AVS 58th Annual International Symposium and Exhibition | |
Surface Science Division | Wednesday Sessions |
Session SS2-WeM |
Session: | Chemisorption on Metal & Oxide Nanoparticles |
Presenter: | Steven Overbury, Oak Ridge National Laboratory |
Authors: | M. Li, Oak Ridge National Laboratory Z. Wu, Oak Ridge National Laboratory F.C. Calaza, Oak Ridge National Laboratory D.R. Mulllins, Oak Ridge National Laboratory S.H. Overbury, Oak Ridge National Laboratory |
Correspondent: | Click to Email |
Reducibility of pure and doped CeO2 is of interest in emission control catalysts because of the ability of the CeO2 to store and supply oxygen during oxidation catalysis. But, it is not known how the structure or crystallographic termination of the CeO2 affects the catalytic reaction rates and selectivity. Using CeO2 nanoparticles with controlled shapes including cubes, octahedra and rods that are terminated on (100), (111) and (110) surfaces respectively, we have investigated this structure dependence. Temperature programmed desorption, temperature programmed reaction, flow reactor rates, and in situ DRIFTS were used to probe adsorption states, desorption, reaction, oxidation rates and product selectivity for CO and ethanol oxidation. Results show pronounced differences between the three different morphologies. All morphologies show evidence of surface ethoxide species at room T, but during subsequent TPD, the DRIFTS exhibits variation in surface species between the different surfaces with evidence for formation of adsorbed acetaldehyde and acetate. Temperature induced changes in the C-H stretching regions, different also for each polymorph, suggest competing dehydrogenation and dehydration of surface species. Desorption temperatures and product distributions also vary.
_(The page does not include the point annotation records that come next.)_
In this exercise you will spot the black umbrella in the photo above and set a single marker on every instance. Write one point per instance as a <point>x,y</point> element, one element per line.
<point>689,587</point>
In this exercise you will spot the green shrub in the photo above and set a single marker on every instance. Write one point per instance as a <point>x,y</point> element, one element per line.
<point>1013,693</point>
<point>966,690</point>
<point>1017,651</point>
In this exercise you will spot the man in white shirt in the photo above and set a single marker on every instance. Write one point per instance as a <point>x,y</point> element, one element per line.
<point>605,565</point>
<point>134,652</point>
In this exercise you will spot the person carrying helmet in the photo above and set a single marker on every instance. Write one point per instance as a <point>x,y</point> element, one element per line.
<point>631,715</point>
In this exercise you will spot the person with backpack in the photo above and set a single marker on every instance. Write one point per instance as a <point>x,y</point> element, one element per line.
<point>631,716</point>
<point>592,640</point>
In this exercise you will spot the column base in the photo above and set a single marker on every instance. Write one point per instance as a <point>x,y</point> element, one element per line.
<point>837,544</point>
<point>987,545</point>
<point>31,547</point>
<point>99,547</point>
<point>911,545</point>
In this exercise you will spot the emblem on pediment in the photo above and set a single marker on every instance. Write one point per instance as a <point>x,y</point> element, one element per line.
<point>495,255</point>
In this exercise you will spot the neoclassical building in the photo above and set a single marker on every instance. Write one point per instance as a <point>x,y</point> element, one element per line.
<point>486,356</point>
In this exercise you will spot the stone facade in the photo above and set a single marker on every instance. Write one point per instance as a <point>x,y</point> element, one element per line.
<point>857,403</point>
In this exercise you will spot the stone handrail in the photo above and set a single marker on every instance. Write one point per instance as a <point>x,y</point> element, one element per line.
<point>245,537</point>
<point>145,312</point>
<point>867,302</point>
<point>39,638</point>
The ratio of H2/H2O, and the H2 peak desorption temperature is highest for the octahedra, consistent with its highest vacancy formation energy and therefore least available oxygen. This ratio is lowest for high surface area multi-faceted nanoparticles, and its variability has important implications for tailoring and understanding CeO2 catalysts or supports for production of H2 in ethanol fuel cells. Product profiles during TPR of ethanol in O2 were also dependent upon the surface structure. Octahedra show the highest selectivity to acetaldehyde and an onset of H2 evolution above 400 °C while the cubes and rods showed lower temperatures for the onset of H2, indicating that the hydrogen is evolved by two different pathways on different shaped ceria. Similarly, in a steady state flow reactor, the ratio of selective oxidation product (acetaldehyde) to the total oxidation product (CO2) followed the order (111) > (100) > (110). Such results provide a basis for fundamental understanding of how surface coordination, bonding, decomposition and reaction are affected by the atomic structure of an oxide surface, especially important for reducible oxides.
Research sponsored by the Division of Chemical Sciences, Geosciences, and Biosciences, Office of Basic Energy Sciences, US DOE.